Lorenzo da Ponte, born Emanuele Conegliano, was an Italian poet and librettist (a writer of words for musical works), who famously collaborated with Wolfgang Amadeus Mozart on several important pieces. Born into a Jewish family, he was baptised in his teens and briefly served as a priest, but was expelled from the Venice in 1779 for his controversial views and scandalous personal life (after fathering two children with a mistress, he was charged with “public concubinage” and “abduction of a respectable woman”). He then moved to Vienna to become official poet to Holy Roman Emperor Joseph II, and went on to write several acclaimed librettos. Following the emperor’s death in 1790, he travelled to London and later to America, where he taught at Columbia College.
When did you first hear about Lorenzo da Ponte?
Lorenzo da Ponte is one of those intriguing also-rans of classical music history. He’s a name that few would recognise, but I bet many would recognise his work. He wrote the librettos for three of Mozart’s greatest operas: The Marriage of Figaro, Don Giovanni and Così fan tutte. I’d heard his name over the years, but had always been much more dazzled by his musical pal Wolfgang Amadeus… until I read his biography by Rodney Bolt, which blew my mind.
What kind of person was he?
Don’t get me wrong, Lorenzo da Ponte isn’t particularly heroic in the traditional sense of the word. In fact, he probably was a complete nightmare to live with – flaky at best, duplicitous and vain at worst. But what a life! By the time he was 40, he had been a poet, priest, lover and a libertine, a friend of Casanova, a collaborator then enemy of (the celebrated Italian composer) Antonio Salieri – and that’s all without mentioning three of the most sublime operas ever written.

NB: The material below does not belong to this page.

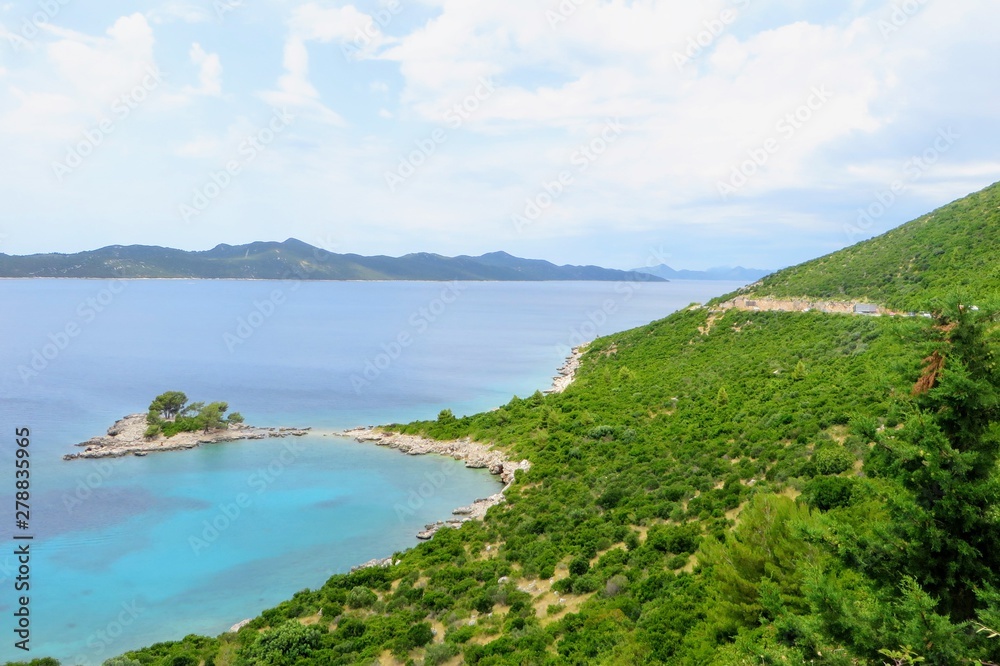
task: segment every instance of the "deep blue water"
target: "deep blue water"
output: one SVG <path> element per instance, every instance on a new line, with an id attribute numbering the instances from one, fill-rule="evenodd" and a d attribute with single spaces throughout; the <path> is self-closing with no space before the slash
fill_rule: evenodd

Da Ponte’s rackety life took him from Venice to Vienna, to George III’s London and finally to Thomas Jefferson’s America, where he ended his long life as a bookseller and professor of Italian at Columbia College.
What made Da Ponte a hero?
There’s much to criticise, and perhaps not too much you’d want to emulate on a human level from Da Ponte’s life, but his librettos to those three operas are so wonderful, and goodness me, what stories he could have told!
What was his finest hour?
There wasn’t one finest hour, but he was just such a survivor. There were so many times he could have thrown in the towel, but his powers of reinvention were extraordinary. And that’s what led him to take on so many different guises throughout his life.
Is there anything you don’t particularly admire about him?
Much, but he definitely wasn’t dull, was he?
Can you see any parallels between his life and your own?
I think his favourite cities are also mine. Beyond that, though, I’m not sure I should be aspiring to most of his life choices!
If you could meet Da Ponte, what would you ask him?
I’d buy him several bottles of good claret, and prod him into reliving and retelling tales from his riotous youth, spent with some of the most colourful characters in musical history.
Katie Derham is a broadcaster who presents In Tune on BBC Radio 3 and Discovery Concerts as part of Our Classical Century on BBC Four.